He rolled like a log, his two-hundred-pound bulk smashing against the man’s leg still planted on the ground. It was just enough to knock the little man off balance, but not down. He stumbled backward.
Jack’s plan to head-butt the guy and maybe find a way to cut his ropes was dead in the water.
So was he.
The guard roared, ready to launch another kick at Jack’s exposed face. But a strong hand wrapped around his forehead, pulling it back. The man’s shocked look gave way to agony as a knife blade punched through his throat, the drop-point tip a steel tongue beneath his larynx. He gurgled and gasped, clutching at the wound as he dropped to the ground, drowning in his own blood.
Sands knelt down, pinned the guard’s head to the ground, and jammed the bloody blade back into his neck, severing the spinal column to finish the job.
Sands said, “Sorry, slick. It’s been a while.”
The former Ranger was dripping wet, dressed in a well-worn hiking coat and a faded Browning ball cap.
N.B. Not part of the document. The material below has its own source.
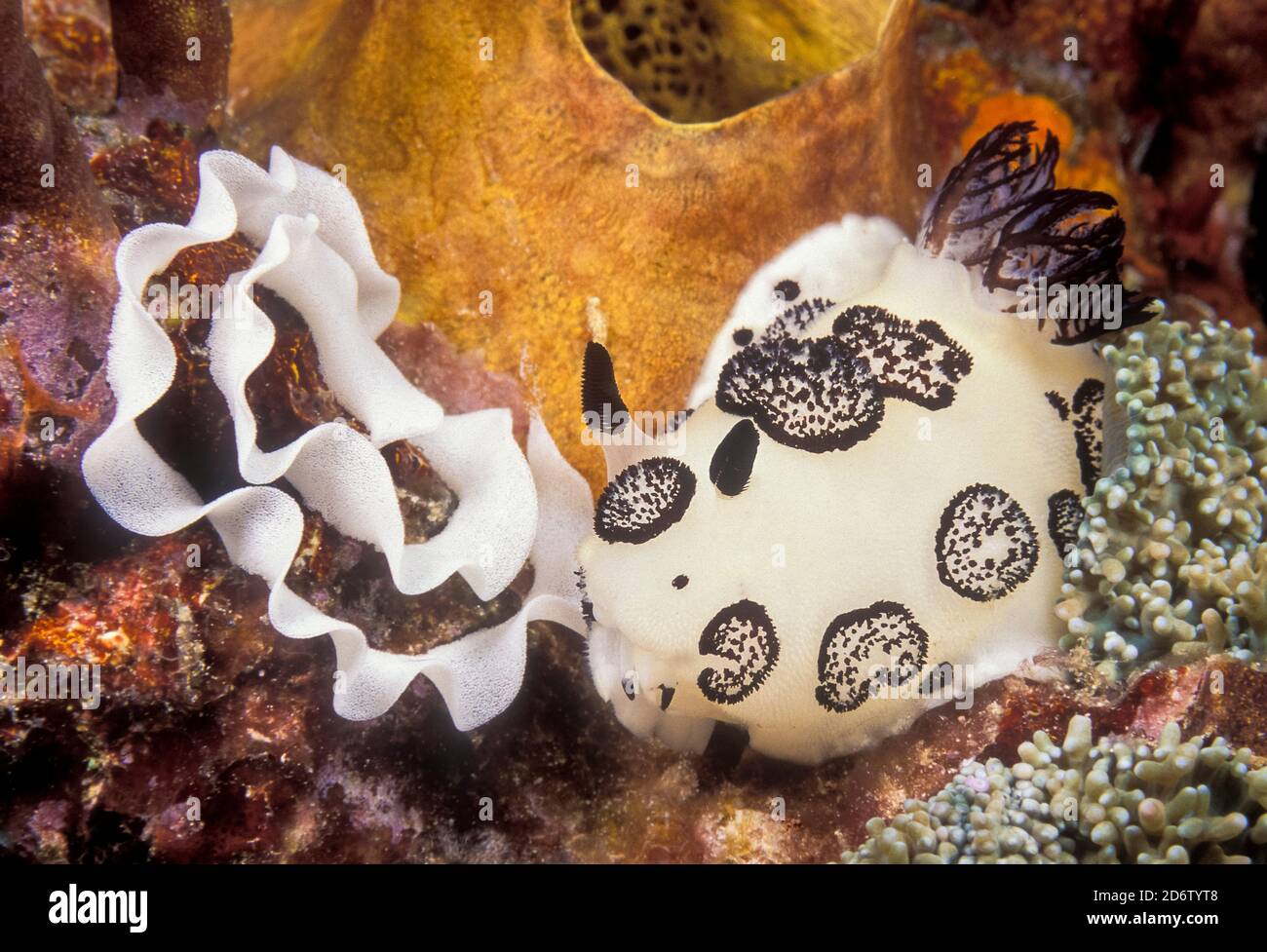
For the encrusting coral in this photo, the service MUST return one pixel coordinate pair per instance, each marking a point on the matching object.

Jack’s eyes narrowed. “What the hell—”
Sands wiped his bloody Ka-Bar on the dead man’s coat, then stepped over and cut Jack’s ropes from his ankles and hands, and then killed the Coleman lantern.
“What are you doing here, Sands?”
“I like the night air. Went for a walk.”
“I don’t get it.”
“No time for touchy-feely shit right now, kid. We gotta get you the fuck out of here.” Sands pulled his pistol, a heavy, all-steel Beretta 92FS.
“Not yet.”
Jack knelt down and picked up the dead man’s weapon, an AK-103 with a folding stock. “They’re going to kill the miners in the morning.”
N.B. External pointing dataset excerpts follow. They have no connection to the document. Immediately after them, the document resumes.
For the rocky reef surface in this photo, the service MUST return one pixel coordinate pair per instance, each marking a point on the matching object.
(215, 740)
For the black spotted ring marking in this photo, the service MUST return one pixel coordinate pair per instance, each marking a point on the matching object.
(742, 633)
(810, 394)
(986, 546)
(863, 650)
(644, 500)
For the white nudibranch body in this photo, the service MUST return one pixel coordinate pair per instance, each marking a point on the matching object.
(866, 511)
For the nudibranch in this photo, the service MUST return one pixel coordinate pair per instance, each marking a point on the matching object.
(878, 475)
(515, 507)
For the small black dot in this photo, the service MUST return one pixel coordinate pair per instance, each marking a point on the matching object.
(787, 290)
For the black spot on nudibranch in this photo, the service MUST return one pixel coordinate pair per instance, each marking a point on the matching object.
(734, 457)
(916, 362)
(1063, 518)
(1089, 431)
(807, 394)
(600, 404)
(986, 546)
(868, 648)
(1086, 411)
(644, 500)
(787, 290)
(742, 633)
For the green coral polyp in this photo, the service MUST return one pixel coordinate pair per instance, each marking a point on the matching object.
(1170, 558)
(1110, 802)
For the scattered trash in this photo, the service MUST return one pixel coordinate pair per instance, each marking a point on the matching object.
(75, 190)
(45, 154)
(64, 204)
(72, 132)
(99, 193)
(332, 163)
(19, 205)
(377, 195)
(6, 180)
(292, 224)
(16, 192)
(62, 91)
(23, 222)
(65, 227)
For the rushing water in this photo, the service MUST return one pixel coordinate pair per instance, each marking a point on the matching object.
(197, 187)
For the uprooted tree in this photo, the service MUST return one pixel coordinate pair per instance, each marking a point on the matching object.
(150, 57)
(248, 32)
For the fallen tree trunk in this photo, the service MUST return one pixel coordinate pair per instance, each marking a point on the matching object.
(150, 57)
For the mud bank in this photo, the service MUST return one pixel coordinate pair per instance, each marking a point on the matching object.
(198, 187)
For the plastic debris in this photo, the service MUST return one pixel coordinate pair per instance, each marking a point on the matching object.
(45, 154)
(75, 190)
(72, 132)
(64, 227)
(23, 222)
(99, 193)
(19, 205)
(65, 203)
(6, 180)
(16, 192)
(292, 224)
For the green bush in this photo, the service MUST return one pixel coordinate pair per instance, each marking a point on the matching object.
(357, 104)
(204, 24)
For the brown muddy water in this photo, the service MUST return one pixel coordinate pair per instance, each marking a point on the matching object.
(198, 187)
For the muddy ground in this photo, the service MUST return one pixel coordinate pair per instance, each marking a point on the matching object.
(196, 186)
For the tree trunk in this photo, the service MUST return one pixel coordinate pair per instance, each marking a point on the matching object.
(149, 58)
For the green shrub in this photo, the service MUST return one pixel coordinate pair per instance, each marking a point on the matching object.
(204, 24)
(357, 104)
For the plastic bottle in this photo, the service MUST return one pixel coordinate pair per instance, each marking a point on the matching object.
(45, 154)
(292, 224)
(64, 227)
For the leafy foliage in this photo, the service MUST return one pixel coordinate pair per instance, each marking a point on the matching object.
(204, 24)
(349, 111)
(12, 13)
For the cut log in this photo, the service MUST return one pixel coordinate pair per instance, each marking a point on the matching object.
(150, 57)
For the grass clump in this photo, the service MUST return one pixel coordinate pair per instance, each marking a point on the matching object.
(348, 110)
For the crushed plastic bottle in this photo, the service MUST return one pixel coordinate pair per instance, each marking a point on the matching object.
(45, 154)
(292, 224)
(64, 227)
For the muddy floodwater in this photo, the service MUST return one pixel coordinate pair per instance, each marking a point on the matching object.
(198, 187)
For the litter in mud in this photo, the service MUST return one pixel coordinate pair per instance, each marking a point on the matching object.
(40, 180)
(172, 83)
“Let’s get you back down the hill first.”
Jack stood, checked the weapon, racked a round. “I won’t keep you.”
“I ain’t leaving without you.”
“Then follow me.”
* * *
—
Jack and Sands reconnoitered the mining camp. Someone had restored the diesel generator. The lights were back on. That wasn’t good.
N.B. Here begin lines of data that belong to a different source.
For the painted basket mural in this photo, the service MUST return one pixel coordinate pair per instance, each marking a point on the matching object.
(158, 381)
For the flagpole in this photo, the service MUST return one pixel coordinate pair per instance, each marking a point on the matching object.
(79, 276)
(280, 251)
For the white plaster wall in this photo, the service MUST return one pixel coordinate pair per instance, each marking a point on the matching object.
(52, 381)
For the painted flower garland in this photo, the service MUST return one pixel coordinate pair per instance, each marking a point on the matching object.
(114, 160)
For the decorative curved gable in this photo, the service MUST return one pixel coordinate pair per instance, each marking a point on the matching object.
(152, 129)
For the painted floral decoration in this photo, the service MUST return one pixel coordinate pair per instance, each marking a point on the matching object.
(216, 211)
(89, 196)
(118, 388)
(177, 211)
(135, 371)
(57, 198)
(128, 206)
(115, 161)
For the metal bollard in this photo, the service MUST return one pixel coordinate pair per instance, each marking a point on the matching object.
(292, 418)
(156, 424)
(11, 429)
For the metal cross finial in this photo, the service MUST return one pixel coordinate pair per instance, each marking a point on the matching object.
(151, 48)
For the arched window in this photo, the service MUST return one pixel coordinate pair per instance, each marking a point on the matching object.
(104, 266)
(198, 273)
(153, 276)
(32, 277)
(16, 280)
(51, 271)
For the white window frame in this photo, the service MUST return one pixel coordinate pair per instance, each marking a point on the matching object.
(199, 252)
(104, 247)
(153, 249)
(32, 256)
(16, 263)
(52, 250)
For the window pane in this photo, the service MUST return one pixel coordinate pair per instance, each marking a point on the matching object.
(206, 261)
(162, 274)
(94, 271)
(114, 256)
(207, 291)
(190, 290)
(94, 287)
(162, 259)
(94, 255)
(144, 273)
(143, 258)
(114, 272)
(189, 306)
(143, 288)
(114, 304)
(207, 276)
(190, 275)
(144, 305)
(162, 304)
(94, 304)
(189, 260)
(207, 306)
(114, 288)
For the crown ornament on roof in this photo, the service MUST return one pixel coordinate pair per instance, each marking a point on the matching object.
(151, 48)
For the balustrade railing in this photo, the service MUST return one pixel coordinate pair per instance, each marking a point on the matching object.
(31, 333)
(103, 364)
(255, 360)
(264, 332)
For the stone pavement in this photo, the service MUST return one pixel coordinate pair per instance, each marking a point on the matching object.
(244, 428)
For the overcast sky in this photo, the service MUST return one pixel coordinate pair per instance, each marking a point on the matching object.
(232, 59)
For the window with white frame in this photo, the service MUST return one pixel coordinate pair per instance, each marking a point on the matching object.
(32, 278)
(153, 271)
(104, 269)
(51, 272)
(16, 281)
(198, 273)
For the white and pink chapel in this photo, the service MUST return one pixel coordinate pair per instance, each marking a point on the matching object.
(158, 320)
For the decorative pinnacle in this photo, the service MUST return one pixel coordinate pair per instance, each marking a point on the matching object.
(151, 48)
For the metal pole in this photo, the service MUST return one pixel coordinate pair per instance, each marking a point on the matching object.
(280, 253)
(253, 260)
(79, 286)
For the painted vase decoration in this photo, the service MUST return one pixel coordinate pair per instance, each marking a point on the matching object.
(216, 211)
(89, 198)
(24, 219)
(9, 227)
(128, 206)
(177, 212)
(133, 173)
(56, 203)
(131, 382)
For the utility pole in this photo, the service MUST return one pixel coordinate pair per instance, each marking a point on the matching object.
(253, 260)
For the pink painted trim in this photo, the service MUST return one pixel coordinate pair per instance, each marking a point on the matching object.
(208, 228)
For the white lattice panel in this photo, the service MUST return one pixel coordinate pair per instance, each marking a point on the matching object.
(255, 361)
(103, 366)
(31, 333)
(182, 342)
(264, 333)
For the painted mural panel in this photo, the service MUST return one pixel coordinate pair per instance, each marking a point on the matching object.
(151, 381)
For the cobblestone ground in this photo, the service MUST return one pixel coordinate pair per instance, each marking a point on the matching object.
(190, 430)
The miners had been put to work gathering and disassembling equipment, putting out the remaining fires, and anything else they were directed to do by the barrels of the rifles pointed at them.
Jack and Sands took their time, working their way around the periphery, as far away from the light as possible. The sound of the ceaseless rain and the rumbling diesel covered their tracks, but the cold air turned their breath into steaming vapor.
They caught the first guard by himself taking a leak. Sands seized him by the skull and twisted. The man’s neck broke with a muffled crack.
His partner was next, taken down by the butt of Jack’s rifle to the back of his head and then Sands’s knife across his throat.
The two of them dashed across the compound, where Cluzet and the last guard hovered over a group of miners filling sacks with processed material.
Sands fired his Beretta, putting two nine-millimeter rounds in the guard’s forehead.
“Don’t even think about it,” Jack said as the Frenchman reached for his pistol.
Cluzet’s tattooed hand froze in place. He smiled as Jack and Sands stepped into the light, Jack’s rifle and Sands’s pistol both pointed at him.
“You wanna fill in the details?” Jack asked, grabbing Cluzet’s pistol from its holster.
“I’m a working man, hired to do a job, that’s all.”
“And killing innocent people is part of the job description?”
“Who is innocent in this godforsaken world? Nobody gets out of here alive, anyway.”
“Great. A fucking philosopher,” Sands said.
Cluzet turned to Sands. “I didn’t think you had any game left in you. Tonight truly is full of surprises.” He grinned widely.
Sands’s pistol cracked. The Frenchman’s head snapped backward, the smile still plastered to his face. He toppled over, splashing into the mud on the flat of his back, his arms flung wide.
“We could have questioned him.”
“Yeah. We could have,” Sands agreed, holstering his weapon. “Now can we go?”
“What about them?” Jack nodded around the camp. The miners had dropped to the ground or crouched behind equipment, terrified, when they heard the gunshots.
Sands sighed. “Let’s get these people organized. See if you can find a sat phone or a radio in one of those trailers while I go talk to them.” Sands stomped off toward a knot of miners, speaking Spanish in a friendly, comforting manner.
Jack had other business first.
He stepped over to Cluzet and snatched Cory’s amulet off the lifeless neck.
He still had a promise to keep.
81
Jack drank enough water from the storage tank to fill an aquarium, or so it seemed, before heading over to the undamaged office trailer, where he found a fully charged sat phone.